Money.  Cash comes in handy.

Caring for the Caregiver

See that they are eating and sleeping enough. 

Provide relief—gently insist.

Remind them that they will be no good to the sick person if they make themselves sick as well.

Be patient.  They may say or do things because of stress.



The day of the death

If you have a personal relationship with the person or family, go to the house.

Do not say much.  “I’m sorry” is sufficient.  Do not say, “She is better off now.”  Even if it is true, the grieving family is not always ready to hear this.  Do not turn conversation around to discuss your problems.

Do not stay long.

A simple gift or card may be good.

Food is always helpful.

Bring house cleaning supplies and go to work (if you are close enough that this would not offend.)

If you are not so close that you would go to the house

Send a card right away.  (Another card a month or two later reassuring the family that you haven’t forgotten their loved on or their loss is also extremely meaningful.)

Too many calls at the house of the deceased are not good, but calls to the homes of family members are good.

If you phone, do not say much.  People often feel awkward talking.  “I am sorry, you and your entire family are in our prayers.” is good.

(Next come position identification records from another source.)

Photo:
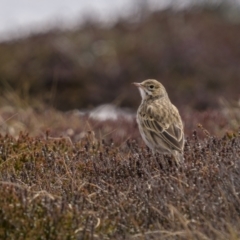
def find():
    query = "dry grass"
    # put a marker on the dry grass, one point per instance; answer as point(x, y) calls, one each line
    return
point(108, 185)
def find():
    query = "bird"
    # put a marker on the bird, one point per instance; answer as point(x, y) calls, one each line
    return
point(159, 121)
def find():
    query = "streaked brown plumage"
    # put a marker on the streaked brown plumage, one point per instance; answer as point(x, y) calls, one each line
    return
point(159, 121)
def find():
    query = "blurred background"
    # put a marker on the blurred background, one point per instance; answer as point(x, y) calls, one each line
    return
point(81, 54)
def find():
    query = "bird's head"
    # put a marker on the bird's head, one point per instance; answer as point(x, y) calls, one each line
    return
point(151, 89)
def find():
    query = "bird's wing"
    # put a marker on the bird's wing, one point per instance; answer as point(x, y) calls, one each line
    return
point(168, 128)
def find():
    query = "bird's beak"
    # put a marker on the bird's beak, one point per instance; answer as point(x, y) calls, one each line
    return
point(138, 85)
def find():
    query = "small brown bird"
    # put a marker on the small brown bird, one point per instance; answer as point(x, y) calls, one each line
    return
point(159, 122)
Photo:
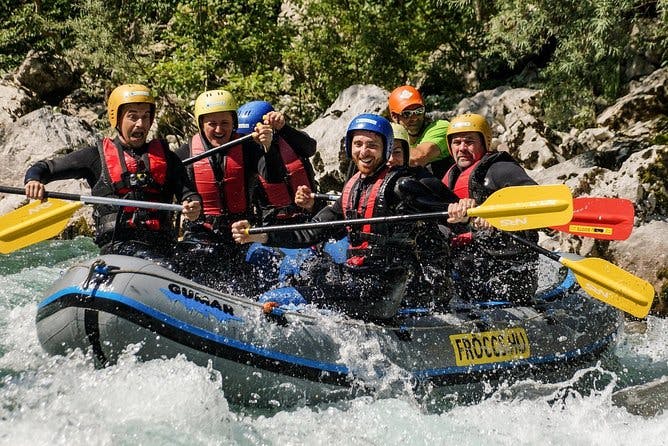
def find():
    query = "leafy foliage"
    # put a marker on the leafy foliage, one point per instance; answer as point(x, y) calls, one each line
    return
point(301, 54)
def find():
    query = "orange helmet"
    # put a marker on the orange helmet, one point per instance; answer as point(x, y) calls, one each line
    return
point(403, 97)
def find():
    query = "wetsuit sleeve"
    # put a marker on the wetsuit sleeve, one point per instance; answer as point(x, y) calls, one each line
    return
point(183, 152)
point(506, 173)
point(308, 237)
point(302, 143)
point(81, 164)
point(270, 164)
point(181, 185)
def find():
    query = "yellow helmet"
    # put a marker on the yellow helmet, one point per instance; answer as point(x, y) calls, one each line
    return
point(214, 101)
point(470, 122)
point(126, 94)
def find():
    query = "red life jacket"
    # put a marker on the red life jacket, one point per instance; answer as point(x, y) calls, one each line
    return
point(118, 169)
point(283, 194)
point(461, 189)
point(366, 208)
point(233, 187)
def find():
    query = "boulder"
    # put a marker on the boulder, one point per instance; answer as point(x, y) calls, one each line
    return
point(38, 135)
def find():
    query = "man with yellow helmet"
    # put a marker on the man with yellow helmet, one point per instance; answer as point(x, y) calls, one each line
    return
point(227, 182)
point(488, 264)
point(427, 139)
point(127, 167)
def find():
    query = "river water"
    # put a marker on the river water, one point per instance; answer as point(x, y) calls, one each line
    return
point(48, 400)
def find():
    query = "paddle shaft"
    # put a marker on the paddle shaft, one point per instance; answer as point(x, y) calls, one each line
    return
point(353, 222)
point(99, 200)
point(218, 149)
point(328, 197)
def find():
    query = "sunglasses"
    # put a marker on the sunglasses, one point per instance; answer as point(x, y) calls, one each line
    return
point(410, 113)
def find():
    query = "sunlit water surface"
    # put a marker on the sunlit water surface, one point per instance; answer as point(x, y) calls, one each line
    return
point(48, 400)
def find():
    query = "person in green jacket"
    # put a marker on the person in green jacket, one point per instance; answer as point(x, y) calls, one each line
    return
point(428, 139)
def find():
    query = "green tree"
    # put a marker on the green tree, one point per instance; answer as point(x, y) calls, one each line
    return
point(590, 40)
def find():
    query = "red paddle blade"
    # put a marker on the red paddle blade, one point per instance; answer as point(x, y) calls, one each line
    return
point(601, 218)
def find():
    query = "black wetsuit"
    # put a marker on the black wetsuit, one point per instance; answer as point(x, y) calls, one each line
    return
point(112, 234)
point(492, 266)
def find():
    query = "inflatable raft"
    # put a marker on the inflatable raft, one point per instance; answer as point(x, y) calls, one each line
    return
point(288, 353)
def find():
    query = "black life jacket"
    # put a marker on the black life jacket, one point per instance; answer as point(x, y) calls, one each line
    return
point(366, 203)
point(283, 194)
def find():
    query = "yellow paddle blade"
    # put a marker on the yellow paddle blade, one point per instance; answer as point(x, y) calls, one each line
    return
point(612, 285)
point(34, 223)
point(518, 208)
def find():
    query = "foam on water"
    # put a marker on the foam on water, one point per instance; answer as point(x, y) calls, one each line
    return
point(48, 400)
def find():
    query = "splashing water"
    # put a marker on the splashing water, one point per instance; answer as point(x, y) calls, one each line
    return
point(48, 400)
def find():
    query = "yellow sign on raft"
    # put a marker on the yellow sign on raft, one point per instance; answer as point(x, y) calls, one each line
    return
point(490, 346)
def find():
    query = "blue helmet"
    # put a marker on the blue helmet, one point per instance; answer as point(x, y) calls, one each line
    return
point(250, 114)
point(371, 123)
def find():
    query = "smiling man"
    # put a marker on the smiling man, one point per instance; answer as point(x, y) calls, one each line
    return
point(127, 166)
point(380, 257)
point(427, 139)
point(489, 265)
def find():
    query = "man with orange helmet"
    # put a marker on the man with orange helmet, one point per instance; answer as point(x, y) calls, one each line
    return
point(127, 166)
point(489, 265)
point(427, 139)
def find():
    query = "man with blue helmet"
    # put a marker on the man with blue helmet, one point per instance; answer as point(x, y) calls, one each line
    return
point(371, 283)
point(288, 157)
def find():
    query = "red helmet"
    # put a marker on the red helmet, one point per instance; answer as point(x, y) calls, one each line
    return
point(403, 97)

Avoid a generic, “If you need anything . . .”  The person isn't likely to think of anything.  Instead, if you are close:  Look for a need and meet it. 

Yard care.  Food.  Child Care. House cleaning.

Ask, “Can I do this or that?”  (Specific)  Do not ask, “Is there anything I can do?”  They can’t answer.  Instead, say, “You know I am available to help. . . “

Be patient.  They may say or do strange things because of stress.

If at all possible, attend the funeral or memorial service.  There is no way to measure what this does to encourage the family that their loved one meant much to so many.



Do not play your situation down.  It is a big deal.

Answer questions asked about the sick person’s condition, but do not go into gory details.

Ask for prayer.

Say, “Thank you for asking.”

Do not turn down help.  You do not want to rob people of the opportunity to serve.  (You do not have to accept every offer—especially if it wasn’t needed.  But receive what people give and do for you.)